The following code builds a dataframe of counts of females with young from 1959 to 1997.
census <- 1:39
year.t <- 1959:1997
females.N <- c(44,47,46,44,46,
45,46,40,39,39,
42,39,41,40,33,
36,34,39,35,34,
38,36,37,41,39,
51,47,57,48,60,
65,74,69,65,57,
70,81,99,99)
lambda.i <- females.N[-1]/females.N[-length(females.N)]
lambda.i <- c(lambda.i,NA)
lambda_log <- log(lambda.i)
bear_N <- data.frame(census,
year.t,
females.N,
lambda.i,
lambda_log)20th-Century Yellowstone Grizzly Bear Population Dynamics
par(mfrow = c(1,1))
plot(females.N ~ year.t, data = bear_N,
type = "b",
ylab = "Population index (females + cubs)",
xlab = "Year")
abline(v = 1970)
abline(v = 1987, col = "red")
Model stochastic population dynamics
We can model how a population of bears will change in the future by randomly drawing lambdas values from set of observed lambdas.
# vector of lambdas
hat_of_lambdas <- bear_N$lambda.i
# remove NAs
hat_of_lambdas <- na.omit(hat_of_lambdas)A for() loop can be used to randomly draw a lambda each year and calculate the population size the following year.
Note, using t as a variable in the for() loops is a bad idea because t() is a function. This overwrites the t() function with a number and I can’t use the t() function until I restart R.
## Preliminaries
### Number of years to simulate
num.years <- 50
### Empty vector to hold data
N.vector <- rep(NA, num.years)
N.1997 <- 99
### Initialize starting population size with last
### year of available data
N.vector[1] <- N.1997
## for() loop
for(i in 1:num.years){
# Draw a random lambda
# Save to a vector
lambda_rand.i <- sample(x = hat_of_lambdas, size = 1,replace = TRUE)

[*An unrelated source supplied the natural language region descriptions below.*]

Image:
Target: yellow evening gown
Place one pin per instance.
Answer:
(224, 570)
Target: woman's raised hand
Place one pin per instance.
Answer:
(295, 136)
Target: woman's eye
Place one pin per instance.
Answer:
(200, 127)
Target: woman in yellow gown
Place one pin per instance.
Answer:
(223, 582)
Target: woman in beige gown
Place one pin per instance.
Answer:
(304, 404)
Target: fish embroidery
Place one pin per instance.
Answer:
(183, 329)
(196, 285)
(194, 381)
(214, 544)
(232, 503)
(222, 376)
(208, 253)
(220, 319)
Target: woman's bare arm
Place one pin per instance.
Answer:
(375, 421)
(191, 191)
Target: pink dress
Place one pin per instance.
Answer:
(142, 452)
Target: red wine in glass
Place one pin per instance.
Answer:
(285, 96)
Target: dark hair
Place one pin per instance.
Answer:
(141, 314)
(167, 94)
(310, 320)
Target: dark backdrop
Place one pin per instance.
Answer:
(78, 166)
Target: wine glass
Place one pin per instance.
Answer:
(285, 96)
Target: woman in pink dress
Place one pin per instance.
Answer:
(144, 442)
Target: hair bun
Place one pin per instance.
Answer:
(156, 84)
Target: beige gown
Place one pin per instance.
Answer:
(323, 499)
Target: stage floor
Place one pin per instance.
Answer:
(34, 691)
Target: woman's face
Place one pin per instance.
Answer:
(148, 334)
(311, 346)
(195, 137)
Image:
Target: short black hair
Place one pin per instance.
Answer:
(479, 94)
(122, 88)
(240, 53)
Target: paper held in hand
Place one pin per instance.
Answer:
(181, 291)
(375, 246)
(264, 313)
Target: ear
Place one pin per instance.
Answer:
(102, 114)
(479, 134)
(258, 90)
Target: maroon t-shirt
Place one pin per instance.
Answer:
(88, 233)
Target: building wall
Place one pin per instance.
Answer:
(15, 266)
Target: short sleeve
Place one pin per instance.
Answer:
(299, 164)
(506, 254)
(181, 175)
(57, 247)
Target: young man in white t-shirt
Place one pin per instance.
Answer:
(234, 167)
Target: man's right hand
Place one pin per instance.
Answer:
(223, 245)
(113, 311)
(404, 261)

# Calculate population size the next year
N.i <- N.vector[i]*lambda_rand.i
# Store the population size
N.vector[i+1] <- N.i
# R automatically increases i from the current
}Plot the output of a single population simulation.
par(mfrow = c(1,1))
year.t <- seq(1997, 1997+50)
plot(N.vector ~ year.t,
type = "b",
ylab = "Population index (females + cubs)",
xlab = "Year")
abline(v = 1970)
abline(v = 1987, col = "red")
Predicting extinction
To get a sense of how at risk of extinction a population is we need to run many simulations - 1000s of them. There are many ways to approach this computational task. One would be to create what is called a nested for() loop.
Nested for() loops can be a bit mind bending the first time you have to think about them. What I do below is I make a function called simulate_bears() that does what we’ve been doing so far: simulate a single population 50 years into the future.
After that, I’ll make a for() loop which will run simulate_bears() many times to create many simulated bear populations.
This function below is not very well written - I’ve emphasized clarity about what is going on rather than code that would be reusable.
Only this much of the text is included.